Un volo Aeroitalia in rotta verso l’aeroporto di Milano Linate ha vissuto momenti di tensione a causa di una perdita improvvisa di pressurizzazione. Secondo quanto riportato in diretta da un passeggero a bordo, l’episodio si è verificato circa 30 minuti dopo il decollo, con l’automatica discesa delle maschere di ossigeno dalla cappelliera. “Sono a bordo. Scese mascherine dopo 30 minuti circa, ma nessuna particolare criticità percepita”, scrive un passeggero, che ha documentato la situazione con una foto scattata all’interno della cabina, dove si vedono chiaramente le maschere penzolanti e i passeggeri in stato di attenzione. Un dettaglio inquietante emerso dal racconto è la presenza di un forte odore di bruciato, percepito pochi minuti prima dell’attivazione delle maschere. Tuttavia, la situazione è stata gestita prontamente dall’equipaggio, che ha rassicurato i passeggeri.

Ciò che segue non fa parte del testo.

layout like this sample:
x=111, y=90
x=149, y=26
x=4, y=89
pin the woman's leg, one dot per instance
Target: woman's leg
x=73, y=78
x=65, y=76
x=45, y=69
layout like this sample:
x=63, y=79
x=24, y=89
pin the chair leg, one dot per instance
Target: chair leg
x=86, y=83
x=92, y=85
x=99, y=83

Discesa d’emergenza da 35.000 a 11.000 piedi
Come confermato dalle immagini radar condivise, l’aereo è sceso rapidamente da 35.000 a 11.000 piedi, attivando inizialmente il codice di emergenza SQUAWK 7700, poi successivamente disattivato. “Prosegue regolarmente verso Linate, ma mantiene la quota di 11.000 piedi”, sono altre notizie. Tra i commenti dei partecipanti emerge una riflessione critica sulle condizioni della flotta: “può succedere, certo è che Aeroitalia vola con aeromobili non esattamente nuovissimi e questa percezione sta pesando, soprattutto per noi sardi”.
Non risultano feriti o evacuazioni d’emergenza. Il volo ha proseguito verso Milano con una quota di crociera ridotta, e l’allarme è stato ufficialmente cessato.